We were told to drop off our luggage and make ourselves comfortable at “La Maison” up the road, which actually turned out to be up a very steep hill. Nixon’s car shuddered and sputtered all the way up, but we made it through the gates, guarded by gunmen with Alsatians at their side. Architects For Humanity take their security seriously, apparently.

The tops of the walls were all covered with impaling pieces of broken glass and bottles – to prevent potential intruders from climbing over. “This looks cozy” said Marc nervously.

Inside the house was a different story, however. A huge house situated on the side of a hill overlooking a valley, the views were stunning and the place felt snug and welcoming. The housekeeper gave us a tour of the multitude of rooms, both upstairs and downstairs, before settling us into the storeroom in the basement. Actually, it sounds bad, but really isn’t – plus, the upside of rooming with a wireless communication company is that the Wi-Fi rocks.

Mosquito nets dangle over every bunk and the bathroom has a shower curtain instead of a door, but it all adds to the charm. The mosquito nets should have served as an advance warning, however – Marc and I are already eaten alive.

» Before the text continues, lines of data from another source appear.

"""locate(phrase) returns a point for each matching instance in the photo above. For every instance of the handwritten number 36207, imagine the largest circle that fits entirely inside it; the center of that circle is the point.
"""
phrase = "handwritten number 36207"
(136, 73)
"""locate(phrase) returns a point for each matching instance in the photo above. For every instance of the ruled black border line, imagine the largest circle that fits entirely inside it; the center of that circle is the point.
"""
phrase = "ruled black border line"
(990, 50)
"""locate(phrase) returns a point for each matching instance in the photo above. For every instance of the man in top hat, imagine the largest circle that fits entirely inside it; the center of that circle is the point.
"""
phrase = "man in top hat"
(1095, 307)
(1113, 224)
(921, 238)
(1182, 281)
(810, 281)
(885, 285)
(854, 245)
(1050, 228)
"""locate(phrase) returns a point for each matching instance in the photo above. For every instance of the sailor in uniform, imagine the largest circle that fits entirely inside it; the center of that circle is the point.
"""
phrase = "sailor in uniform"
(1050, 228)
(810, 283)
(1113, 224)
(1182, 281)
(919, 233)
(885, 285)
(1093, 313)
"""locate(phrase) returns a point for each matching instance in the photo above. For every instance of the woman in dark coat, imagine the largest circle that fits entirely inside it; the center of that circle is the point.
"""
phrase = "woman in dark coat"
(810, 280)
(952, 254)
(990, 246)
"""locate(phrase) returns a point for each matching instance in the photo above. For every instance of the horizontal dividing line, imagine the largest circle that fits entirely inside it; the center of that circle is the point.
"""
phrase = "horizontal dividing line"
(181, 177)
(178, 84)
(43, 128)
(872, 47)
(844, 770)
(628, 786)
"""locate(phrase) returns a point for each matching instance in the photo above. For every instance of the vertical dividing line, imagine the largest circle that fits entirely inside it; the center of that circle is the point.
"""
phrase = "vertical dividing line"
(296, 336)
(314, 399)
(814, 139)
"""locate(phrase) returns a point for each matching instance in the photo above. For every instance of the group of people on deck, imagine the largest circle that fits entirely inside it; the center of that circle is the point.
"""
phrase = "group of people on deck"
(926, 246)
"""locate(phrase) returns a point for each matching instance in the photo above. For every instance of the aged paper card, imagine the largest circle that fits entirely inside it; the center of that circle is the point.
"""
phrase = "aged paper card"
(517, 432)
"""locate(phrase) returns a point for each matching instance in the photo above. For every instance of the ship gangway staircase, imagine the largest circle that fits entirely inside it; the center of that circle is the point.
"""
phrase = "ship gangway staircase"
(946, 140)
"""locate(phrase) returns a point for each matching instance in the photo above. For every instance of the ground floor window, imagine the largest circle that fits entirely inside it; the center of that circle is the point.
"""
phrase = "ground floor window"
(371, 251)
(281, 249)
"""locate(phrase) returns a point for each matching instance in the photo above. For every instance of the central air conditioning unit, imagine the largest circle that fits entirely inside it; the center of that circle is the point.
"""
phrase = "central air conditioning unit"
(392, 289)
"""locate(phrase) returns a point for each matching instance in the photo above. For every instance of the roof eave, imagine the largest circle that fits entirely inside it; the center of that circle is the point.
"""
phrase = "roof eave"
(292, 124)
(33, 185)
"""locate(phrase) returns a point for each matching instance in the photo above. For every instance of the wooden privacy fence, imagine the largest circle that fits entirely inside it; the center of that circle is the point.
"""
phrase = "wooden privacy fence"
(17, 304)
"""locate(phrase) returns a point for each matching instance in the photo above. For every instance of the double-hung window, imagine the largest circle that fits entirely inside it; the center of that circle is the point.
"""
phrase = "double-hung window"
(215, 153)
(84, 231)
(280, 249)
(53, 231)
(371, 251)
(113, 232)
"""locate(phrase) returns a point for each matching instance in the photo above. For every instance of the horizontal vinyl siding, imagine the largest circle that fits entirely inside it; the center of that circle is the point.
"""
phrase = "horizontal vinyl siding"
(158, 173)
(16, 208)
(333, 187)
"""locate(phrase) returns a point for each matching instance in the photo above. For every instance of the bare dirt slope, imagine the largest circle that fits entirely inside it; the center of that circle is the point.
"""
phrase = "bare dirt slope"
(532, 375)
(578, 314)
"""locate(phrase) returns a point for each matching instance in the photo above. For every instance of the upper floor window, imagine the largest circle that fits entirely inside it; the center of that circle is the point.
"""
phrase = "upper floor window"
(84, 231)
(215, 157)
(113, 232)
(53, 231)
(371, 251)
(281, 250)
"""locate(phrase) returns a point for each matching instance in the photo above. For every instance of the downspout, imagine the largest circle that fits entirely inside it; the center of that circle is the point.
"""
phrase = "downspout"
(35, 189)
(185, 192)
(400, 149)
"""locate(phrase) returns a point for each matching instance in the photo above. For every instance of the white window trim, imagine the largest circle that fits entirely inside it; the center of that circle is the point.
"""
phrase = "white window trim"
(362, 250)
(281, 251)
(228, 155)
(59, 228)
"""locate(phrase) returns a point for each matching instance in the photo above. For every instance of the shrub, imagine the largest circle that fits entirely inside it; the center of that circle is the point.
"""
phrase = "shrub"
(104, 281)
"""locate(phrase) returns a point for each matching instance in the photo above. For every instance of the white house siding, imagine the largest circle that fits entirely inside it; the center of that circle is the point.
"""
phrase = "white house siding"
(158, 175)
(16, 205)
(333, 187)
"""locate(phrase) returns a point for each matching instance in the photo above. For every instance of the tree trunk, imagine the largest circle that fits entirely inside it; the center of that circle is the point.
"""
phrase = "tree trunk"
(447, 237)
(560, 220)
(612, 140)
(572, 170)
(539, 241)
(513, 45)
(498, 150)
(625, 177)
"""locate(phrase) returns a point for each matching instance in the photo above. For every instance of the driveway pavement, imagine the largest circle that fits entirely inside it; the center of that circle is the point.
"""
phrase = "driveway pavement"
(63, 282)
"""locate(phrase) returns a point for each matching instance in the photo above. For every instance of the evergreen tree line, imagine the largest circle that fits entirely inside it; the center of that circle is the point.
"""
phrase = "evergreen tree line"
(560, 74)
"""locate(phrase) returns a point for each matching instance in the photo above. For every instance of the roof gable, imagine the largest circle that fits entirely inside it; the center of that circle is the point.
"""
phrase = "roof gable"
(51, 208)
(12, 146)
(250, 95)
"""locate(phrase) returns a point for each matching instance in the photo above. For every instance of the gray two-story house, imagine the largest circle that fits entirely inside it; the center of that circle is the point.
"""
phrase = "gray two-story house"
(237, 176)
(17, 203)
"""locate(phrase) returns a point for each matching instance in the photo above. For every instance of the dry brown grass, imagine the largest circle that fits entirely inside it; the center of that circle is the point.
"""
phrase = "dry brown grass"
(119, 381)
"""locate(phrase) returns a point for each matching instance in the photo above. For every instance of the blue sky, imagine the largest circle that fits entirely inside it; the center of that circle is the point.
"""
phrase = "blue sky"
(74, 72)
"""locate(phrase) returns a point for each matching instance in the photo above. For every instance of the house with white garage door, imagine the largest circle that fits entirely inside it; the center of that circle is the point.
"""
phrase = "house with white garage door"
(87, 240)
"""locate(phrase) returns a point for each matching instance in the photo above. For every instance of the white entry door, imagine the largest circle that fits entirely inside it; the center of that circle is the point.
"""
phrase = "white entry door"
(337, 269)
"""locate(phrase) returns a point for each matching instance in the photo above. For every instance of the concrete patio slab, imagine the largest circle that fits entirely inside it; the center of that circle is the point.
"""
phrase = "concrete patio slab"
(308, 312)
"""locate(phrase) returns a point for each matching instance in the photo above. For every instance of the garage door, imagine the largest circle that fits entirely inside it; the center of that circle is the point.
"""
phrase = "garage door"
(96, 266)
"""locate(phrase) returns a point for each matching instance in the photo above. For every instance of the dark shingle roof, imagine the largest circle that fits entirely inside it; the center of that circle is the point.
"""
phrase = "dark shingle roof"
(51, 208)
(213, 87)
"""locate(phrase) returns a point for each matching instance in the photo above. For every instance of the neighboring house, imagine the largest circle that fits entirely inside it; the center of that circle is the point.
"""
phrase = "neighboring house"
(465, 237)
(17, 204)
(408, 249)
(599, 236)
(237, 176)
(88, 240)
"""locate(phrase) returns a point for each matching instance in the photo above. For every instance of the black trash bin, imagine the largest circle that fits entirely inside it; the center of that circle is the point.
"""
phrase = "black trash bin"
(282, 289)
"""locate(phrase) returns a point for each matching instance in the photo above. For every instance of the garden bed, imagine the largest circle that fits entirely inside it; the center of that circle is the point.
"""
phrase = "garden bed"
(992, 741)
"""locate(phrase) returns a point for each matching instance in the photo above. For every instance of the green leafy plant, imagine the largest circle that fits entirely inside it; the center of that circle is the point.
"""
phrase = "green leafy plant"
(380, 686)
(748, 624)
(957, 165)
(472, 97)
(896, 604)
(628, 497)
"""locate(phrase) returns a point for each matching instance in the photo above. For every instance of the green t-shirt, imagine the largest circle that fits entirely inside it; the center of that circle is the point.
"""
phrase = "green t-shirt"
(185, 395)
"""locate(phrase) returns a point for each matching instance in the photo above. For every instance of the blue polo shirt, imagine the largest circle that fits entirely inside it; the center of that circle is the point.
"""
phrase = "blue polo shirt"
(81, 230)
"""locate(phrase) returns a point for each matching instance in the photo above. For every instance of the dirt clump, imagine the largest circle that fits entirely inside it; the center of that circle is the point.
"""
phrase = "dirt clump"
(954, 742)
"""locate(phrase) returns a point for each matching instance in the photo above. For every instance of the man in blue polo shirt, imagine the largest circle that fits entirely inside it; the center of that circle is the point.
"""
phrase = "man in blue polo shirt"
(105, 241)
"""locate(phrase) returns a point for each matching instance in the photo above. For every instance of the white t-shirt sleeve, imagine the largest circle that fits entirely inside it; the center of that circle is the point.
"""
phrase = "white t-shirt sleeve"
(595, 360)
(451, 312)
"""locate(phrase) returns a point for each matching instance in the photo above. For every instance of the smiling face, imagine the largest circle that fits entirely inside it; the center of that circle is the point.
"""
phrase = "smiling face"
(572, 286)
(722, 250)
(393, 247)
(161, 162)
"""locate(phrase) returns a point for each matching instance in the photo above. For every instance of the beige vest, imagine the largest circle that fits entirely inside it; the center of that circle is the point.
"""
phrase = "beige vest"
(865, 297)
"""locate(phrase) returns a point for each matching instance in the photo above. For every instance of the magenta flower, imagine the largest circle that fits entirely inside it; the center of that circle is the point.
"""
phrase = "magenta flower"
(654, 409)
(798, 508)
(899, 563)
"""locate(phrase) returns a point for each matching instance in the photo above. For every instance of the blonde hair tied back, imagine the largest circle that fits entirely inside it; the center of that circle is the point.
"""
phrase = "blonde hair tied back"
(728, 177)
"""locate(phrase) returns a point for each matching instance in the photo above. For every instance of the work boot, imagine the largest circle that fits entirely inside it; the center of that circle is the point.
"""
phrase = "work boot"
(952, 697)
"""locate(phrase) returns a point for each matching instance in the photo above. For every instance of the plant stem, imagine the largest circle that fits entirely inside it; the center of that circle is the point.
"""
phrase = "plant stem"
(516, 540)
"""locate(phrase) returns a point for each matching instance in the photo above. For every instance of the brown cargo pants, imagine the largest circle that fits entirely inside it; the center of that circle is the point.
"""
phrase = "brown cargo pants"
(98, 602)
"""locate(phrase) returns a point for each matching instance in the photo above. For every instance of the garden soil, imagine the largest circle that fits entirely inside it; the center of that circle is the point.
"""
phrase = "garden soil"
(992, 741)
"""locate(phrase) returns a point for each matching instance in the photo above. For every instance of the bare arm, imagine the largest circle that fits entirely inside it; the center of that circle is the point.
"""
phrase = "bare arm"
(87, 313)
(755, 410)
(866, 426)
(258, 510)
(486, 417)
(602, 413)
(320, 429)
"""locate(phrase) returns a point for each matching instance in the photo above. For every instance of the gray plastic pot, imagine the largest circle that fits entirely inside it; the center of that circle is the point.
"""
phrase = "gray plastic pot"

After a refreshing cold shower and an improvised canned tuna and olives lunch, we set off with Nixon again to see one of the largest refugee camps in the city.

Situated right across from the Canadian embassy, “tent city” as it’s known, is a heartbreaking sight. A horrible mess of plastic sheets on sticks with “generously donated by the American people” stamped on them goes on for as far as the eye can see.

Barefooted, malnourished children pick their way through rubbish, stones and dead animals – in what our guide tells us is “a very well organized camp.”

Oxfam has a base there. But we’re told most of the 50,000 to 70,000 people in the camp subside on just one paltry meal a day. There’s barely any medical treatment, and just one school. Aid, we’re told, is being slowly siphoned away, as the fickle west turns its back on Haiti in favor of more trendy causes. Soon, the camp’s residents, almost all of whom are unemployed, will have to start paying for clean water too. Most won’t be able to.

As darkness fell, we made our way back to the house and had a dinner of salt fish and rice with the rest of the crew. Tomorrow, La Maison will be hosting its one year anniversary party. After such an emotional day it’s hard to imagine a party tomorrow night, but for the volunteers who work tirelessly here day after day, it’s probably the only way to really blow off some steam.

It’s getting late here and we have a full day tomorrow, so before I pull down my mosquito net, I wish you all goodnight.